Of note, defendant Tyco did not contest, for the purposes of the Ninth Circuit appeal, that it was a monopolist in the pulse oximetry sensor market. Rather, the focus of the dispute was whether Tyco had unlawfully maintained its monopoly power by aftermarket exclusionary conduct. In its analysis, the Ninth Circuit engaged in a form of structured or "quick look" rule of reason inquiry. First, it asked the question whether the innovation was a contribution to knowledge. It noted, but did not decide, that the fact that a patent had issued on the new product was at least "evidence". The more important question asked was whether there was a business justification. The court noted that "as a general rule, courts are properly very skeptical about claims that competition has been harmed by a dominant firm's product design changes." Slip Opinion, p. 409. For this proposition, it cited Berkey Photo, Inc. v. Eastman Kodak Co., 603 F. 2d 263, 281 (2nd Cir. 1979), and the more recent case of United States v. Microsoft Corp., 253 F. 3d 34, 65 (D.C. Cir. 2001). The court held that a design change that improves a product by providing a new benefit to consumers does not violate Section 2, absent some associated and unprivileged anti-competitive conduct. The reduction of manufacturing costs and prices to consumers, coupled with improved performance of the product in the market is a sufficient justification to forego any further effects analysis. The court held that Tyco was under no duty to help its competitors survive or expand. It was immaterial that it designed its product as not to be compatible with rivals. This was not dissimilar to the analysis taken by the United States Supreme Court in Verizon Communications v. Law Offices of Curtis v. Trinko, LLP, 540 U.S. 398 (2004) (limitations on duty of monopolist to deal with rivals). Thus, where there is a consumer benefit from a product improvement, there is no 'technological predation'. See California Computer Prods, 613 F. 2d at 744.
Finally, the court noted a policy reason for the deference given under the antitrust laws for beneficial product improvement designs.

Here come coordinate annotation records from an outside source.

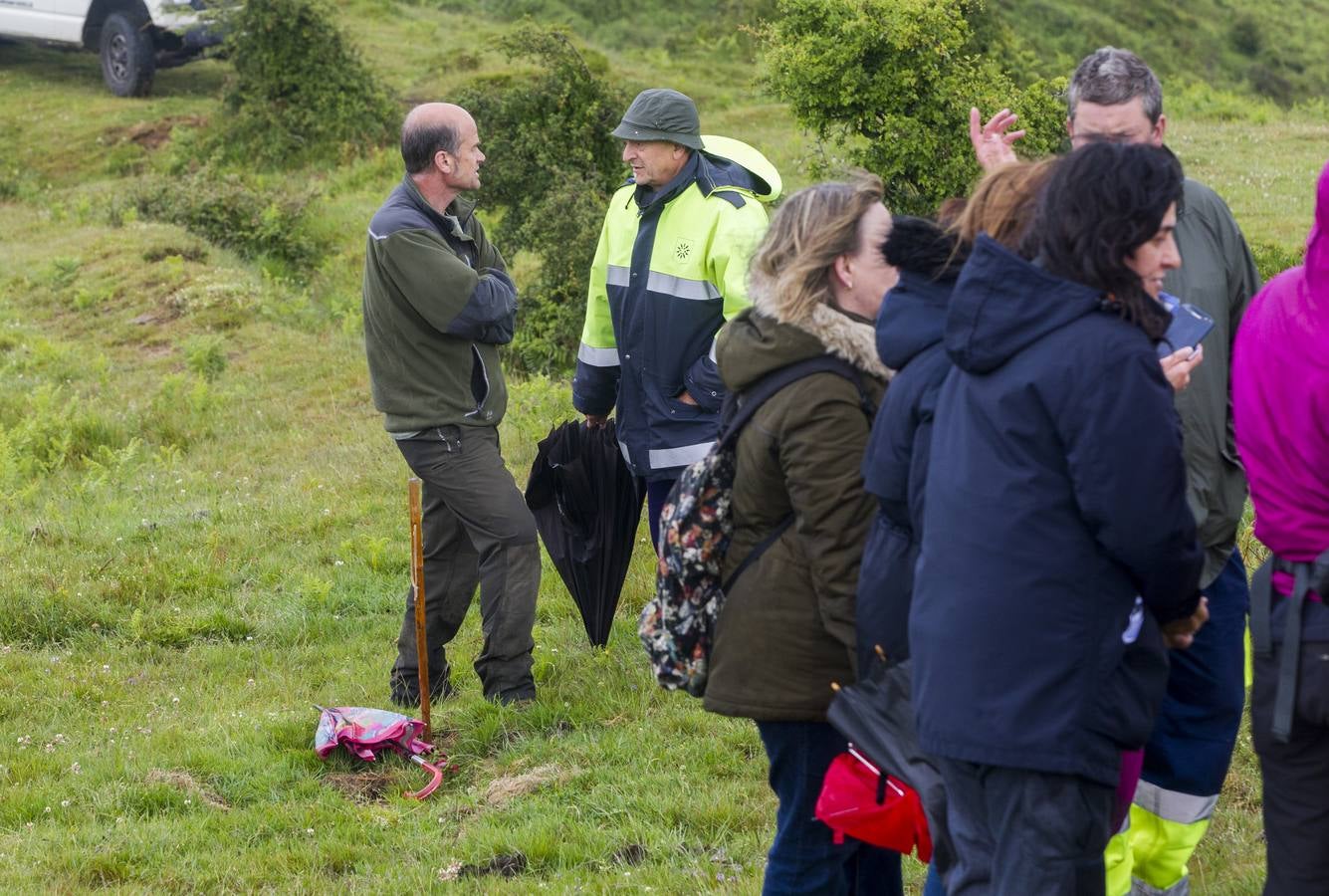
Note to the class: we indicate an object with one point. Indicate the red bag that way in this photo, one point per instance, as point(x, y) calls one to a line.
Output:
point(860, 801)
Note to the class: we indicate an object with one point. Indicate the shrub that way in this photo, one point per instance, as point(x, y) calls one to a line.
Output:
point(1273, 258)
point(301, 92)
point(555, 167)
point(230, 210)
point(891, 84)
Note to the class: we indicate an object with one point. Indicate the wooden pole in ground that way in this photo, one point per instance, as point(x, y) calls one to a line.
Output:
point(417, 583)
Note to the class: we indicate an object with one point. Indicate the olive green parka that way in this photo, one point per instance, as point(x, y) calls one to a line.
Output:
point(786, 629)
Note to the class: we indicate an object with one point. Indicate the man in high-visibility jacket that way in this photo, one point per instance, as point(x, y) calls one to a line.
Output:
point(1115, 96)
point(670, 269)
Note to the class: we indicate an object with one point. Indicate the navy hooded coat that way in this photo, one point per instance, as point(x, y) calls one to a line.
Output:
point(895, 466)
point(1055, 496)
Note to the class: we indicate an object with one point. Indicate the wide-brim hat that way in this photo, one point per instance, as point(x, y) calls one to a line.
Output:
point(661, 113)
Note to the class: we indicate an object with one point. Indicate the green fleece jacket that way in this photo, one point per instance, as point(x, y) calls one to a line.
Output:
point(437, 304)
point(1218, 274)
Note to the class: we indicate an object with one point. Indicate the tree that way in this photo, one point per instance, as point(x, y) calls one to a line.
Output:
point(301, 92)
point(555, 169)
point(891, 83)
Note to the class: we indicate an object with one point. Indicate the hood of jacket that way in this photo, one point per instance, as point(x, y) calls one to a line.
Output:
point(1002, 305)
point(912, 318)
point(762, 339)
point(1317, 242)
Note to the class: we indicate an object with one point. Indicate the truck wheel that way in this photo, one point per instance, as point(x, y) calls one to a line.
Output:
point(127, 56)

The court noted that balancing the consumer benefits of the product innovation with the exclusionary impact on rivals was beyond the expertise or resources of federal courts. Thus, it does not present a factual issue, and is a policy determination. In this regard, it is reminiscent of the early Sherman Act decision in United States v. Trenton Potteries Co., 273 U.S. 392 (1927). There, the Supreme Court recognized that it was beyond its expertise, on a policy basis, to make a determination whether a concerted pricing agreement was "reasonable". Trenton Potteries gave great efficacy to the expansion, during that era, of "per se" rules. Here, however, the district court noted that the issue of Section 2 liability founded on product innovation was not per se lawful, but was subject to a more structured rule of reason analysis. However, it also noted that statements of an innovator's intent to harm a competitor through genuine product improvement are insufficient in themselves to create an issue of fact that warrants a denial of summary judgment, citing Oahu Gas Serv., Inc. v. Pacific Res., Inc., 838 F. 2d 360 (9th Cir. 1988).
It was interesting to note that while defendant Tyco did not contest its monopoly status, the record, as noted by the Ninth Circuit, supported the proposition, again resurrecting the IBM compatible peripheral cases, that a declining market share was contra indicative of current market power. See Transamerica Computer Co. v. IBM Corp., 698 F. 2d 1377 (9th Cir. 1983); Syufy Entertainment v. American Multicinema, 793 F. 2d 990 (9th Cir. 1986).